March 27, 2000
Perry's Redemption 
  edu 621 understanding literacy problems • university of southern maine • henry c. amoroso, jr.
  
 
 

 

  That summer Perry’s grandparents invited him and a friend to visit St. Croix. His grandmother knew he was struggling in school and understood exactly what he needed. When he arrived she told him," Perry darling, I want to see you with a book all the time. Carry one every place you go. Put it in your back pocket. And read it every day. " 

She didn’t doubt Perry's ability to read a book. She loved reading herself and had passed the gift of literacy on her own children. She knew that the best way to encourage him to read was to give him a real book. She also knew that feelings mattered. That is why she never spoke to him in anger or with recrimination on her mind. Above all she wanted him to feel important. She was a remarkable woman who embodied the quiet dignity, sereneness, and intelligence of the Caribbean.

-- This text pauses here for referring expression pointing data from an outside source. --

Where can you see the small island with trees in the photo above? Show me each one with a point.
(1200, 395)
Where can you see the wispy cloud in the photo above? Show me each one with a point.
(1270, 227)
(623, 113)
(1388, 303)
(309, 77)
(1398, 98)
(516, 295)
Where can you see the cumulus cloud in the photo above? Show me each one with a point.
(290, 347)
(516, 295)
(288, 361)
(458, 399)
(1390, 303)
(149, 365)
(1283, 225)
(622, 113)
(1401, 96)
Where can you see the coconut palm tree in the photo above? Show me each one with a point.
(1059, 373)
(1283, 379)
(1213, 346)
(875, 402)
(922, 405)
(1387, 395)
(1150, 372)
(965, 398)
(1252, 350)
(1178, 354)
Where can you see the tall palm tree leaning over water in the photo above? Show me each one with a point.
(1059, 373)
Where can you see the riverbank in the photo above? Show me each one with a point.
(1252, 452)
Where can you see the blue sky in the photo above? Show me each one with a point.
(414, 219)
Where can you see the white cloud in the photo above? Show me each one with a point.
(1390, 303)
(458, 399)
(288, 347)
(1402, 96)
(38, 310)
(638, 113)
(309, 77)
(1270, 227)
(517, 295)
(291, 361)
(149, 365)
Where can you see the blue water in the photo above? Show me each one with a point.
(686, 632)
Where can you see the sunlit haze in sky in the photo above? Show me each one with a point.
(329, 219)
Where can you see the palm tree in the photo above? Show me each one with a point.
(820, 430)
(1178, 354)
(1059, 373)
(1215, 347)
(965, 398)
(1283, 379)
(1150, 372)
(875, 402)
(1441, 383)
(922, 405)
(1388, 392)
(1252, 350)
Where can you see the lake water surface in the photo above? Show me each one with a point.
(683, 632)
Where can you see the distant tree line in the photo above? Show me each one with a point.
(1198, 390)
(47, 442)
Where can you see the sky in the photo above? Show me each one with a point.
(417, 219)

Her own identity as a reader was uniquely cultural and social. Her mother was the daughter of a Carib Indian, one of the last speakers of the Carib language, and a Portuguese immigrant who had come to St. Vincent as an indentured worker from the island of Madeira. Her father had been a police constable in the service of the colonial government.

Her mother was a strikingly beautiful and defiant woman: deep set hazel eyes, luminous hair, and a glowing complexion. In a society where whiteness was a sign of authority and blackness disdained, mixed race women possessed stature. When she told her parents she wanted to marry the local police officer they were scandalized. He was ebony black and below her in social status. In desperation, they pleaded with the village priest to talk her out of it. She stood her ground. Her parents threatened to disown her. Unfazed, she left home for St. Lucia with her new husband.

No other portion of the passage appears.